Cette réforme est d'autant plus urgente et indispensable que le marché intérieur de l'énergie joue un rôle central pour atteindre les objectifs du Pacte vert pour l'Europe.

I. L'UNION EUROPÉENNE FACE À UNE CRISE ÉNERGÉTIQUE D'UNE AMPLEUR INÉDITE

À partir de l'automne 2021, les économies européennes ont été confrontées à une hausse particulièrement forte des prix des énergies fossiles. Les prix de gros du gaz et de l'électricité se sont envolés à des niveaux jamais atteints auparavant. Les conséquences ont été d'autant plus fortes que l'Union européenne était très dépendante des énergies fossiles, et en particulier du gaz russe.

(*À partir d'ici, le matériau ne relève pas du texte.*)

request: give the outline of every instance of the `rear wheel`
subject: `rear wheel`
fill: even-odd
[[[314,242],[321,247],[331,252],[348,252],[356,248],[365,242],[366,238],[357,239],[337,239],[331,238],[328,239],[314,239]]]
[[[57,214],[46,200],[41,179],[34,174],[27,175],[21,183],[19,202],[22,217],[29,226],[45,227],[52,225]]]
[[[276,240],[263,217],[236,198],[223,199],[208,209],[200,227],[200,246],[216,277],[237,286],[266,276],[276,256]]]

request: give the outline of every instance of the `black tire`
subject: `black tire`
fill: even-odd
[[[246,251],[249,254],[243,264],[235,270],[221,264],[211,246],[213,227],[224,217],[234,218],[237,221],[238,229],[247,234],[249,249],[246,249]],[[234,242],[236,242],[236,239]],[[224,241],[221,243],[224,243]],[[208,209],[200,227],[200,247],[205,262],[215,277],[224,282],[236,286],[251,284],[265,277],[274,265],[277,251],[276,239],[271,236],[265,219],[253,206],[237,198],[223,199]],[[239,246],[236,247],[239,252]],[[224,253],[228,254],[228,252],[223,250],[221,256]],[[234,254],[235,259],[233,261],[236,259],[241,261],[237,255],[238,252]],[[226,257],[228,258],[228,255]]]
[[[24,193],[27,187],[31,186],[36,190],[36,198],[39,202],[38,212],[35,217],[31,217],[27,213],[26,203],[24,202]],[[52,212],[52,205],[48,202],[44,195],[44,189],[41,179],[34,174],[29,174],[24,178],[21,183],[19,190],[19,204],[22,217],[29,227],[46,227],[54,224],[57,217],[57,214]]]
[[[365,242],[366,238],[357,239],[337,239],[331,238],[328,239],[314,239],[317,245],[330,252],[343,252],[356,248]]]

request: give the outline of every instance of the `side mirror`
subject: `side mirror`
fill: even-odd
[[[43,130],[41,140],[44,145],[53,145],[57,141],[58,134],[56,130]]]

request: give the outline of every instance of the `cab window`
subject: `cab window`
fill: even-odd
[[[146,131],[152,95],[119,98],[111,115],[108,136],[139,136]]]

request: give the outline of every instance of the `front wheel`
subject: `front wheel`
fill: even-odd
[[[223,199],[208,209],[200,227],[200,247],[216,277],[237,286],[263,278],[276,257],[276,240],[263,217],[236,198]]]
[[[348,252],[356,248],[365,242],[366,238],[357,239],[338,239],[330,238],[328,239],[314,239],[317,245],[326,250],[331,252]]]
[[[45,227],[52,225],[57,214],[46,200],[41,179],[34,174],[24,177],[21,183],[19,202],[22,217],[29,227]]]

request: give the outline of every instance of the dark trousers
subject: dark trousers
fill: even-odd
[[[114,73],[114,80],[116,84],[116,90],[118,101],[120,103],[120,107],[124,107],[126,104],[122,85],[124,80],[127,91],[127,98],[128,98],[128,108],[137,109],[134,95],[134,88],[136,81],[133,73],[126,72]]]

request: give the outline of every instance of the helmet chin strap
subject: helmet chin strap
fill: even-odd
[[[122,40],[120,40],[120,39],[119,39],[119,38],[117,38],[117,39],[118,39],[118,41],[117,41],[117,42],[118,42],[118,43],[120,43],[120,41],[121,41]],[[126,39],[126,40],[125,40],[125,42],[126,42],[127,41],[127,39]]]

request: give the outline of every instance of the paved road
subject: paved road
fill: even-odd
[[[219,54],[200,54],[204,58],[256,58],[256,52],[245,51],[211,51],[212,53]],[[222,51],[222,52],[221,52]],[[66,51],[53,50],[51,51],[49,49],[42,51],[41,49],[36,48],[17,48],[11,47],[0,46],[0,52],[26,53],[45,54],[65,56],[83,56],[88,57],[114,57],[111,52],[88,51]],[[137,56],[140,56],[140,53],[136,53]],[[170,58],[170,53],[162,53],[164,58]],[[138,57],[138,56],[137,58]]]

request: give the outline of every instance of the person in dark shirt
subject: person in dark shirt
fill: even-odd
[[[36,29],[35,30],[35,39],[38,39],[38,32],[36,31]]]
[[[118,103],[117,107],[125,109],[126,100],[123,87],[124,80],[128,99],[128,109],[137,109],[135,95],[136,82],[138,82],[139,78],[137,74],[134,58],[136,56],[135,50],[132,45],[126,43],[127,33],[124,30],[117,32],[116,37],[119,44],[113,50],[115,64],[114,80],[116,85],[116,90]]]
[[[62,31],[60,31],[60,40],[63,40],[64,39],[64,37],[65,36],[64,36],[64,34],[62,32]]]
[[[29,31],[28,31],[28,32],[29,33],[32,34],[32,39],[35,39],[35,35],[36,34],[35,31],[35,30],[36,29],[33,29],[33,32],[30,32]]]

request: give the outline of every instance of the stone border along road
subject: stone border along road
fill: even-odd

A. UNE CRISE DE L'APPROVISIONNEMENT QUI A SOULIGNÉ LA DEPENDANCE DES ÉCONOMIES EUROPÉENNES AU GAZ RUSSE

L'année 2021, avec la reprise économique très rapide qui a suivi la crise de la Covid-19, a été marquée par de fortes tensions sur l'approvisionnement en ressources énergétiques au niveau mondial. Cette situation a provoqué une hausse inédite et historique des prix des énergies, mettant en avant les enjeux de souveraineté et de sécurité énergétiques. La réduction de la livraison de gaz par la Russie à l'Union européenne, dès les derniers mois de 2021, puis en représailles des sanctions adoptées par l'UE, suite à l'invasion de l'Ukraine en février 2022, a contribué à aggraver la situation et a eu des répercussions directes sur les marchés.

Les économies européennes ont ainsi pris conscience de leur vulnérabilité et de leur dépendance à l'égard des livraisons de gaz russe en particulier. Avant cette crise, neuf États membres de l'UE dépendaient de la Russie pour plus de 75 % de leurs importations de gaz5(*). Dans ce contexte de pénurie et de risque de rupture d'approvisionnement, les pays européens ont aussi accéléré leurs achats de gaz pour constituer des stocks dans la perspective de l'hiver 2022/2023, ce qui a encore accentué les tensions sur l'offre de gaz disponible.

Les importations de gaz russe de l'Union européenne par gazoduc ont ainsi chuté de près de 50 % au cours de l'année 2022 et ne représentent plus aujourd'hui qu'environ 8 % des importations européennes de gaz, contre 40 % en moyenne auparavant. Cette baisse a été compensée par une augmentation des importations de GNL, en particulier en provenance des États-Unis.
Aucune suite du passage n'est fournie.